With the Formula One season well underway, Lewis Hamilton is still leading the charge and flying the flag for British racing at the top of the table. But what about the homegrown legends who paved the road for the high-speed stalwarts of the present day? Never ones to shy away from a lesson in sporting history, Teams on Tour have found the British Racing Legends who accelerated us to our present podium place in professional motorsports.
Hamilton. Button. Schumacher. Vettel. Alonso. All have tried and failed to top flying Scotsman, Jim Clark’s records for most Grand Slams, pole positions, fastest laps and race wins. Unbelievably, Clark also holds the record as the only driver ever to lead every lap of every race, for 8 races straight. However, Clark’s story took a tragic turn in Hockenheim, Germany in 1968, where he was killed in a freak Formula Two racing accident. He might be gone, but the immense legacy he left behind will never be forgotten.
50 years prior to Lewis Hamilton’s infamous F1 Championship win in 2008, Mike Hawthorn became the first ever Briton to lift the prestigious trophy. Not content with merely winning the 1958 World Title, three years prior, Hawthorn won the renowned 24 Hours of Le Mans race, suffering through one of the sport’s worst crashes in the process. A genuine racing hero of his time, it was a truly sombre twist of fate when Hawthorn passed away as the result of a road crash on an A-road near Guildford only months after clinching his F1 title.
SIR STIRLING MOSS
Often hailed as one of the greatest British drivers never to win a World Championship, Sir Stirling Moss was an absolute speed demon in his career, winning 16 GP’s between the years of 1955 and 1962. He was also second in the Drivers’ Championship four times in a row. Moss is even madder when you consider he only officially retired 6 years ago at the ripe old age of 81. Putting all those “boy racers” to shame.

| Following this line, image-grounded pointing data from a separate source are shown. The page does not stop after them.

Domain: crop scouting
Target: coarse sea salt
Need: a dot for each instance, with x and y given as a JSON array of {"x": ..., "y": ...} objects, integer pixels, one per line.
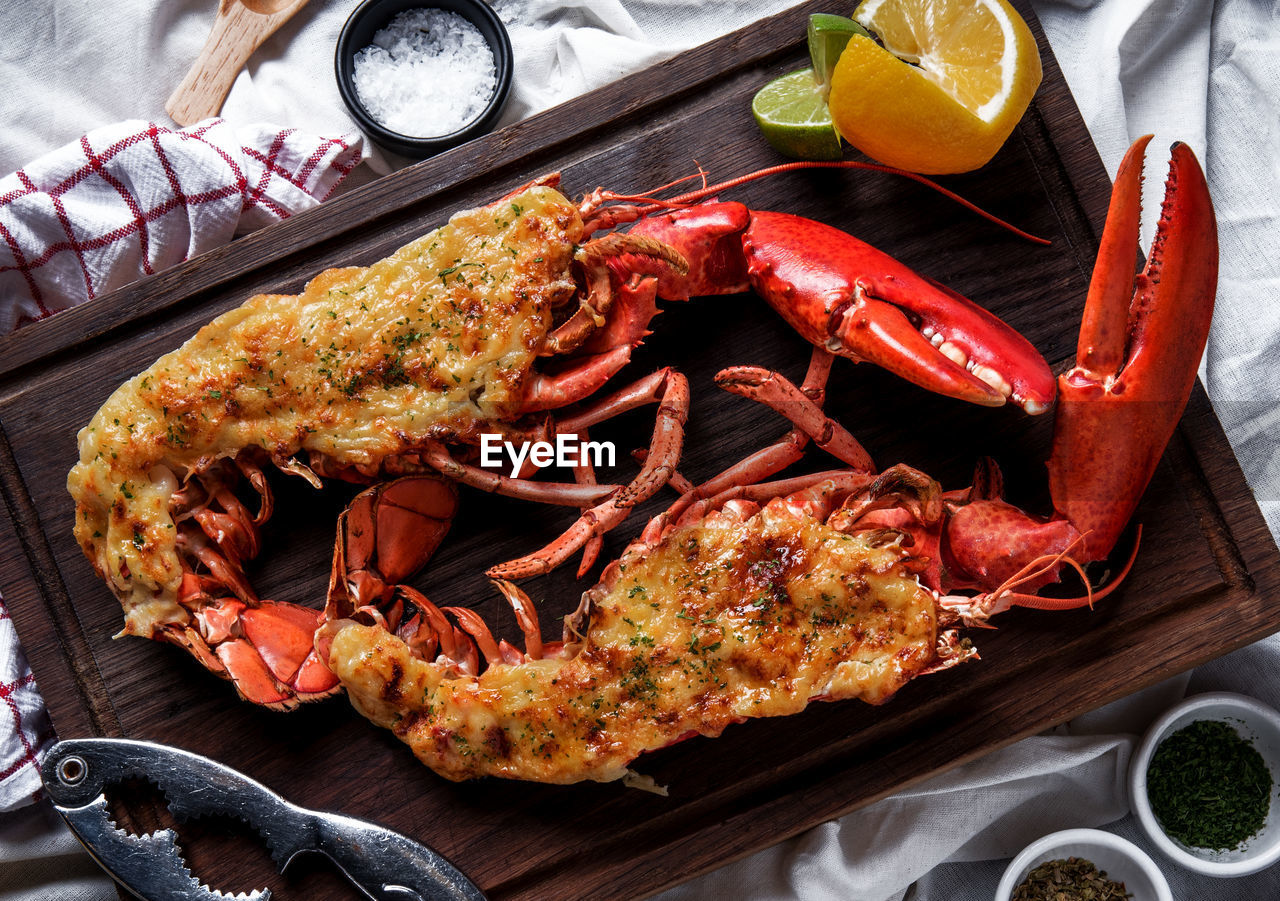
[{"x": 428, "y": 73}]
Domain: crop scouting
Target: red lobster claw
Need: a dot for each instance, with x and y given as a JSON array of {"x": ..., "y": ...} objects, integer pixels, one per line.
[
  {"x": 1141, "y": 342},
  {"x": 844, "y": 295}
]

Commonly known as the George Best of the racing world, James Hunt broke all the rules of F1 tradition, and he did it in style. Often refusing to dress properly for official occasions, turning up in t-shirts and jeans, sometimes with his pet German Shephard in tow, Hunt would even attend ceremonies barefoot. But Hunt is perhaps most famous for his intense rivalry with Niki Lauda, as well as his attacking style of racing. Both of which can be seen in critically acclaimed movie Rush.
Worth a mention for his glorious moustache alone, Nigel Mansell was a racing prodigy. He was the first driver in history to win the CART championship in a debut season, which becomes an ever more impressive feat when you remember that only a year prior he had won the F1 Championship, making him the only man ever to hold both those titles simultaneously. Mansell was known for his never-say-die attitude, and even got out of his car in the 1984 Dallas Grand Prix after his engine failed to push his vehicle across the line. Absolute. Bloody. Legend.
Jackie Stewart is a racing hero. And surprisingly, it’s not because of his THREE (yep, seriously) World Championships or his nickname of “The Flying Scot” but rather the legacy of safety that he left. After nearly going up in flames in 1966 after becoming trapped in his upturned car as fuel poured over him, Stewart became the sport’s biggest advocate for racing safety. It’s thanks to him that removeable steering wheels are a thing, as well as main electrical switches. Simply put, Jackie revolutionised F1 on, and off, the track.